Your book Filtresiz Bir Dünya Mümkün touches on issues that can be risky for an aesthetic plastic surgeon. You also examine the transformation of looking beautiful from being healthy into an obsession. Does your profession also bring with it an understanding of psychology?
Health and beauty are holistic concepts for me. When we approach a person holistically without separating them into physical-spiritual health or physical-spiritual beauty, we can evaluate their wishes and dreams more accurately and humanistically and produce solutions. During my meetings with my clients, I both evaluate their plastic surgery needs and -although I am not a psychologist, of course- observe their emotions and moods, examine the infrastructure of what they want, whether they have realistic expectations, and try to understand their physical awareness. As a result, as a plastic surgeon, I want to plan what the change I will create in them and how it will be perceived. At the core of every job is care and attention. When you really pay this attention to your client, you can bring together his/her needs and the blessings of plastic surgery in a more accurate plane.
Do you think that a “filter-free world possible”?
The most important message of my book is that it is possible and what are the steps leading to this path. Of course, I wanted to answer this by starting from the very beginning with what beauty is. Watching the transformation of beauty and self-image over the centuries gives us an idea in this sense.
Can there be an official definition of beauty? Do you think the perception of beauty that changes over time is relative or is it a matter of math?
I tried to explain the idea that although there is an official definition of beauty, it is more than that, it is a reality that develops through our sensible, perceptible perception. For this reason, sensible, perceptible perception changes according to time, society, geography, and beauty ceases to be a single concept with clear boundaries and becomes a broad concept on which encyclopedias can be written.

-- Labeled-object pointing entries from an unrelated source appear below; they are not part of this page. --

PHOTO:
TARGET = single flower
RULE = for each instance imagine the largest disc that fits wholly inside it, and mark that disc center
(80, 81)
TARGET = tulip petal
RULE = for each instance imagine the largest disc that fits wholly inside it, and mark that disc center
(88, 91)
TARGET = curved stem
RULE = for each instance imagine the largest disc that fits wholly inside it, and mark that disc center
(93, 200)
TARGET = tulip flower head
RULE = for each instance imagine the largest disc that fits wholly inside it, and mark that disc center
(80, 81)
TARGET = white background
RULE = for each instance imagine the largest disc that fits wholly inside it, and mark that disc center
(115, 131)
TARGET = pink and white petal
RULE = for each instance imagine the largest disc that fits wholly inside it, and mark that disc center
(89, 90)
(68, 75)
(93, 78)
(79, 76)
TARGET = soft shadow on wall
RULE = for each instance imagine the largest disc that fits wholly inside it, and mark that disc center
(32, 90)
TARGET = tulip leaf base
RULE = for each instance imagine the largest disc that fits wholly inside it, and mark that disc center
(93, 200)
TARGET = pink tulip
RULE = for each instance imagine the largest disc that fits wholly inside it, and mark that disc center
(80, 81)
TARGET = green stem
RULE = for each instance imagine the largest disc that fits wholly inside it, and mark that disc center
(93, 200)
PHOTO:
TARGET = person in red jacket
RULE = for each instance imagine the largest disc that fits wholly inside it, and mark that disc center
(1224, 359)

Aesthetic plastic surgery can change your look even completely. But do people generally desire a younger version of themselves or to be reborn as another human being?
This question may contain a bit of science fiction and futuristic elements, but I would like to evolve it from the idea that we can technically transform into someone else to the chance to return to our younger selves. Because our body awareness starts when we are born, and instead of destroying it by turning into someone else, I think it is the best and healthiest to reach our own natural good.

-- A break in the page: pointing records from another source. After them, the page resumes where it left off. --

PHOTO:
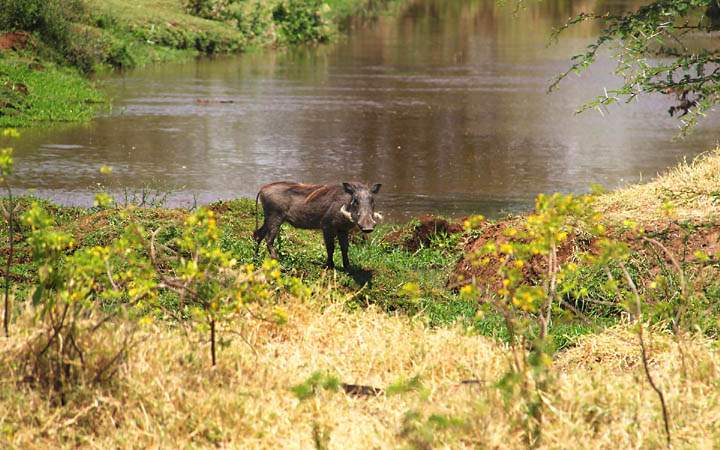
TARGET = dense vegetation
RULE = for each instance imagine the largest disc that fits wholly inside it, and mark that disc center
(48, 49)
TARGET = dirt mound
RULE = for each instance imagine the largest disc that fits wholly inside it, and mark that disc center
(422, 233)
(682, 241)
(15, 40)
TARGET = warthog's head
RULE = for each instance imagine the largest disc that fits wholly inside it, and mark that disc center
(361, 209)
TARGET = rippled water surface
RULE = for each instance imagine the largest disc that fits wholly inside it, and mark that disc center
(444, 103)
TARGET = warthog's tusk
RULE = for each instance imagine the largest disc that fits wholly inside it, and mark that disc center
(345, 213)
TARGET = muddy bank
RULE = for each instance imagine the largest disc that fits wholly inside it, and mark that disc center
(661, 242)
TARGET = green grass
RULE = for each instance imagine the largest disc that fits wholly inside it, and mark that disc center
(32, 93)
(380, 268)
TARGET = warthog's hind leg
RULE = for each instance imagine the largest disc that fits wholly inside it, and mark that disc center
(344, 244)
(329, 236)
(273, 228)
(259, 235)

Where should we stand in this never-ending search for beauty? In your book, you also express your own idea of beauty and say, “Beauty means a good conscience, right morality and justice”. This is more of a spiritual point of view.

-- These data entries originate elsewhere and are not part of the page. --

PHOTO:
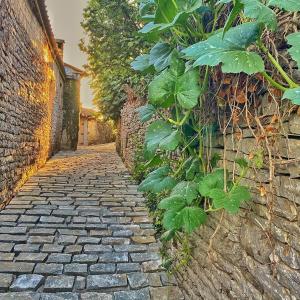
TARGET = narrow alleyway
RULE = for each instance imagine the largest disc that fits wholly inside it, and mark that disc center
(79, 229)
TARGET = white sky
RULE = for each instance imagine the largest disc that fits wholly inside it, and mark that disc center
(65, 17)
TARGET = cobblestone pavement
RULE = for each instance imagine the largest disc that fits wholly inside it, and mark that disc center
(79, 229)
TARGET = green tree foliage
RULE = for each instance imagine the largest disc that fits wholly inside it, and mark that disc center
(112, 41)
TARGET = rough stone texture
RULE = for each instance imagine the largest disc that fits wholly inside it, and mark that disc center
(31, 87)
(65, 258)
(255, 254)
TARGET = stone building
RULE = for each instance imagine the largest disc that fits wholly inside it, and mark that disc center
(32, 80)
(92, 130)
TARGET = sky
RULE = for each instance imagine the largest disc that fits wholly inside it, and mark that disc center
(65, 17)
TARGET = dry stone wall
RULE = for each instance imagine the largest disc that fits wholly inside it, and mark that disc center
(256, 253)
(31, 86)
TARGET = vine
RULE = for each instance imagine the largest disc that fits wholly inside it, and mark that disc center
(212, 60)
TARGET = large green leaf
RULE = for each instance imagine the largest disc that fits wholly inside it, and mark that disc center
(160, 56)
(188, 89)
(146, 112)
(232, 200)
(160, 134)
(190, 218)
(161, 90)
(293, 95)
(142, 63)
(187, 190)
(210, 182)
(158, 181)
(230, 51)
(294, 40)
(289, 5)
(175, 203)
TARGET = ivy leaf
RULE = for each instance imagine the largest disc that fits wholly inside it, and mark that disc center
(160, 134)
(230, 51)
(171, 142)
(190, 218)
(158, 181)
(175, 203)
(161, 90)
(188, 89)
(254, 9)
(187, 190)
(211, 181)
(146, 112)
(294, 40)
(169, 220)
(160, 56)
(289, 5)
(293, 95)
(142, 63)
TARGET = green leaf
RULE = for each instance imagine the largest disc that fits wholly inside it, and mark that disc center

It may not be correct to consider the concept of beauty only as a physical concept, and I emphasized this a lot in my book. For me, the real beauty is to crown and make sense of the physical beauty we capture with our best selves spiritually.
Many applications such as fillers and botox are now used by many people under the name of “small touches”. However, your specialty is big operations such as facelift. These are still scary for many people. Of course, the bad examples we see on social media also support this. What is your opinion on this subject?
Facelift, i.e. facial rejuvenation surgeries, are among the surgeries that I am most interested in and love to perform. The most important point here is to achieve the best result in our own naturalness. My facelift philosophy develops with this perspective. The facelift operation planned with this philosophy can both rejuvenate the person for years and this new image gained adds a natural elegance to the face. I do not find it right to devalue this subject through bad examples.
In order to feel healthier and younger, what do you think are the first places and applications that we should look at and intervene without being trapped in filters?
For me, it starts with healthy skin. It includes processes such as wrinkles and volume repairs on our face, evaluation of sagging and readjustment of facial proportion. In other words, a healthy skin on our body is my starting point. For this, I think our skin should be supported with treatments such as stem cells.
What should be the limit in aesthetic applications? Is this colorful world a world where dreams come true without limits, is there no “stop” point?
This question is very important for me. I would like to say that this limit starts with the philosophy of your plastic surgeon who accompanies you throughout the aging process. A correct philosophy and a careful process can take you to great points. I think this is your most important support in the digital age, where everything is flourishing without measure. Also, to be always aware of yourself and to benefit from these applications in a self-satisfied state.